Multatuli: Idee Nr. 632
Multatuli
(1820-1887)
Ideën (7 delen, 1862-1877)
Idee Nr. 632
De artist bespiedt, beloert, beluistert de Natuur. Zy is de geliefde die hy wil bezitten. Zy is ‘t koninkryk dat-i veroveren wil.
Vóór alles wil hy verstaan wat ze zegt.
Daarna – liefhebben is: goed-zyn – wil hy anderen deelgenoot maken van wat hy gehoord heeft.
Na veel vergeefsche pogingen – ze is geen courtisane! – na lang en moeielyk hof-maken, meent hy eindelyk ‘n glimlach te hebben opgevangen…
Helaas, ze meesmuilde slechts!
Daar klinkt iets! Zou ‘t ‘n aanmoedigend woord zyn?
Nog niet!
Ze boudeert…
Wàt toch heeft de vurige minnaar misdaan?
Ik zal ‘t u zeggen! Meent ge dat zy, de heerlyke, de machtige… meent ge, dat zy zich overgeeft na zoo korte verdediging? Na zoo lichten stryd? Na zoo weinig offer?
Ze werpt haar handschoen in ‘t dierenperk der maatschappy, en wyst daarop, als vragend: durft ge myn pand terughalen uit die arena?
En hy schrikt!
Want ze eischt veel, de trotsche gebiedster van z’n hart! Maar… indien ze minder eischte, hy zou haar minder liefhebben.

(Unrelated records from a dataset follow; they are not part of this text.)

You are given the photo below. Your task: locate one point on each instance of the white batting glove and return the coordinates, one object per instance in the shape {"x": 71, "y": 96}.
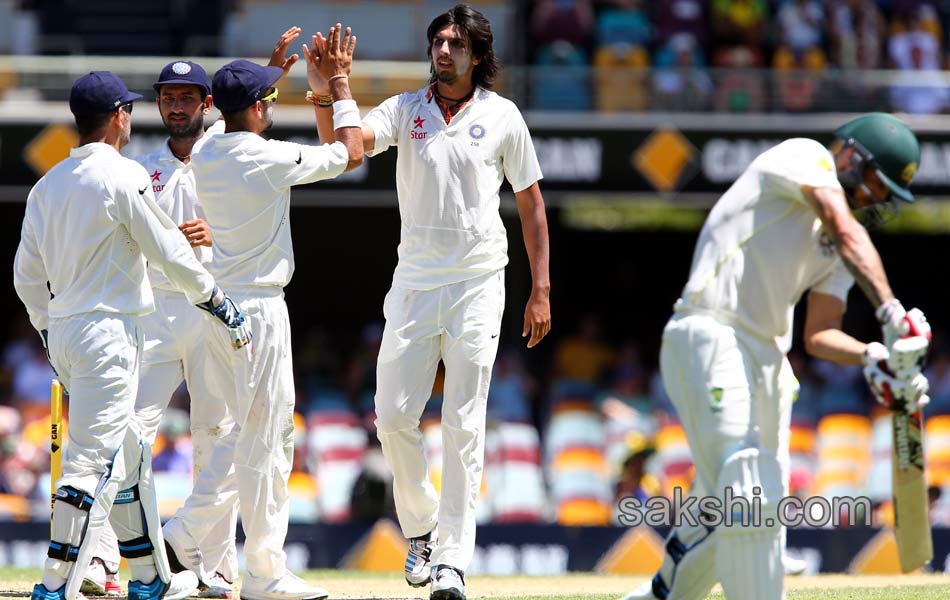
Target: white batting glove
{"x": 894, "y": 393}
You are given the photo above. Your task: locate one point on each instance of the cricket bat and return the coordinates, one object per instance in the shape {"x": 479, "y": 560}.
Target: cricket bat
{"x": 911, "y": 514}
{"x": 55, "y": 439}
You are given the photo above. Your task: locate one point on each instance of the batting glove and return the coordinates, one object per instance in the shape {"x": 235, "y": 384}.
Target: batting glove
{"x": 892, "y": 392}
{"x": 222, "y": 307}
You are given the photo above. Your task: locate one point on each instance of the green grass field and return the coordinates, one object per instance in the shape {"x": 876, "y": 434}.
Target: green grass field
{"x": 17, "y": 583}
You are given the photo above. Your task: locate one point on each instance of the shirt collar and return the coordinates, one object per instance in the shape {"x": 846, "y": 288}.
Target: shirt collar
{"x": 90, "y": 148}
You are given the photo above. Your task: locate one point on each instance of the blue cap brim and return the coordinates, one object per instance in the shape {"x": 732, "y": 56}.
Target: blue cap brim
{"x": 157, "y": 86}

Was ‘t niet reeds ‘n eer, dat ze hem hoop gunde haar ridder te worden, wanneer hy zal hebben blyk gegeven van den moed die noodig wezen zal om ‘r schildknaap te zyn? Is niet z’n liefde zelf – onbekroond ook – reeds ‘n gave van hààr hand? Ligt er niet reeds genot in de smart van ‘t vruchteloos pogen?
O gewis!
Met ‘n sprong waagt hy zich onder ‘t gediert, dat van den muil ‘t bloed lekt der slachtoffers die ‘m voorgingen. Ze verslonden al wat liefhad, al wat dacht, al wat streefde, al wat offerde, al wat gebonden werd weggeleid van Jeruzalem’s poorte naar Calvarië. Hyenen en jakhalzen…

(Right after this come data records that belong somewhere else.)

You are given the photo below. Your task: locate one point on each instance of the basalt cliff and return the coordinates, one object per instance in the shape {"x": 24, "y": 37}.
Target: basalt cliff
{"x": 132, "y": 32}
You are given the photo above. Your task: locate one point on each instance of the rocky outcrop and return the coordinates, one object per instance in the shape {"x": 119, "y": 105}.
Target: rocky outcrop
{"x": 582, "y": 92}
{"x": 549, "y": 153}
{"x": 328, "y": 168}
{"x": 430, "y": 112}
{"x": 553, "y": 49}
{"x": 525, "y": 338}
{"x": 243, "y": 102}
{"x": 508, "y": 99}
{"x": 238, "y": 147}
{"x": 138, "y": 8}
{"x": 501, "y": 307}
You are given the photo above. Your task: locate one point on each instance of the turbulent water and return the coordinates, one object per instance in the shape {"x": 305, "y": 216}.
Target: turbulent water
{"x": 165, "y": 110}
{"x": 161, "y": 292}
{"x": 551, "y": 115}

Ik spreek van u, Publiek! Luister, en betaal wat ge leest – al is ‘t dan op z’n hollandsch! – en krimp in-een, en wees dankbaar toe, en bluf er op tegen den vreemdeling, dat er zoo’n mooischryver werd geboren in uw land, en maak uw geld gereed voor ‘n standbeeld, uw rhetoriek voor posthume apologie!
…jakhalzen en hyenen vergasten zich voorbatig op den nieuwen buit… den nieuwen dwaas die ‘t waagt zich te geven tot middagmaal, nadat ‘t ontbyt wat schraal was. * Op den dwaas die moed had…
Uw klauwen en slagtanden te trotseeren, meent ge?
Och neen! Indien hy bevreesd was of is, hy die zich wapende met schoonheidsgevoel, en dus pyn weet te dragen maar walging schuwt, geloof me ‘Publiek’ hy is of was bevreesd voor uw stank.
En de eer was te groot, u te vergelyken met jakhals en hyena – vergeving, o woudrekels! – uw naam is: weegluis.